Je m’approche du nid qui renferme notre odeur. Lundi, un peu après 22.00. Il est là, derrière la fenêtre de la cuisine. Il ne me voit pas et je pourrais le regarder des heures.

“Snow can wait
I forgot my mittens
Wipe my nose
Get my new boots on
I get a little warm in my heart
When I think of winter” Tori Amos

mercredi, novembre 16, 2005

Botanique toi-même


Il arrive pile à temps, cet après-midi, juste avant que je t’envoie des mots trop acides pour toi.

Le manque est trop grand aujourd’hui. J’ai la nausée.

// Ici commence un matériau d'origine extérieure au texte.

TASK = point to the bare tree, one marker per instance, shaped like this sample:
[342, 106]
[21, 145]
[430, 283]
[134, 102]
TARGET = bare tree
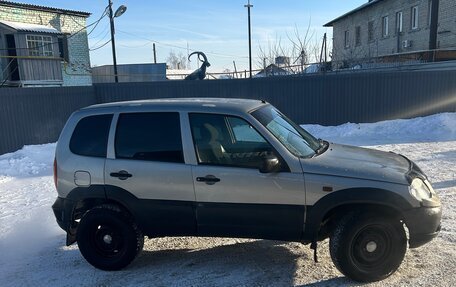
[300, 49]
[177, 61]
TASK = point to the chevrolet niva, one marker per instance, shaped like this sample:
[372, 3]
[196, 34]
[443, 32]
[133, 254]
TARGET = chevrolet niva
[233, 168]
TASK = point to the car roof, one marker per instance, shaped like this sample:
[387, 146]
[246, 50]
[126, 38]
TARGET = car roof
[182, 104]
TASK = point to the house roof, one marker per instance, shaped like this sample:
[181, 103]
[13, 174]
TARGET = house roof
[362, 7]
[44, 8]
[24, 27]
[272, 70]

Arrivée à Bruxelles, Cirque Royal. Je tends mon ticket pour Cali à l’ouvreur. « Cali, c’est pas ici, c’est au Botanique ». Je crois que je perds un peu la tête. Botanique. J’hésite. Un quart de seconde. Je refile mon ticket à une jeune femme un peu hystérique, déjà en nage et le visage couvert de plaques rouges à l’idée de voir son idole. Et je me casse. Quelques rues de Bruxelles. J’essaie de ralentir le pas. Je n’y arrive pas. Alors je reprends le train. Dans l’autre sens. Des pensées-cyclotrons traversent mon esprit à toute volée. En deux temps trois mouvements, je suis ici.

Une amie m’envoie un sms depuis une salle d’attente. Elle a en main un magazine féminin. Dedans, un texte de moi pour toi. Je ne comprends pas bien. Mon histoire a échappé à tes couleurs pour se retrouver sur du papier glacé au blanc clinique.

Si je ne suis pas noyé dans le thé et le sucre d’ici là, je reprends la route avec mon accordéon, ce week-end. Trois concerts, dont un tout seul. I. me ramènera un peu d’air de là-bas et je sourirai… Aucun intérêt à jouer seul. J’avais envie de me faire peur. C’est malin. Maintenant, j’ai un peu peur.

« Le bonheur est entré dans mon cœurrrr, une nuit par un beau clair de luneuuuu ». Michel Vaucaire

Envie de lui. Et de tango.

Dessin d'Irène Tétaz

mardi, novembre 15, 2005

Echarpe et pépitos


Lundi, après-midi, à l’école.

Je retrouve mes p’tits potes après quinze jours. Je les adore et je souris dès mon entrée dans le grand hall. C’est comme si le soleil se mettait d’un coup à briller très fort.

La première stagiaire, la grande blonde avec trop de cheveux, a commencé son cours depuis dix minutes quand je rentre en classe sur la pointe des pieds, un verre d’eau à la main. Ils sourient en me voyant. Je leur demande comment ça va, tout bas pour ne pas trop déranger. Ils me répondent, aussi bas : « Bien, et vous ? » Une élève m’interroge sur mon voyage. « Je vous raconterai… Chuuut… »

Je rejoins le petit banc du fond de la classe. J’ai énormément de mal avec ce genre d’exercices. Ecouter une série de cours et la fermer. C’est l’enfer. Je crois que j’ai commencé à aimer l’école à l’âge de vingt ans, en fait. A partir du moment où plus personne n’était là pour m’interdire de parler quand j’en avais envie.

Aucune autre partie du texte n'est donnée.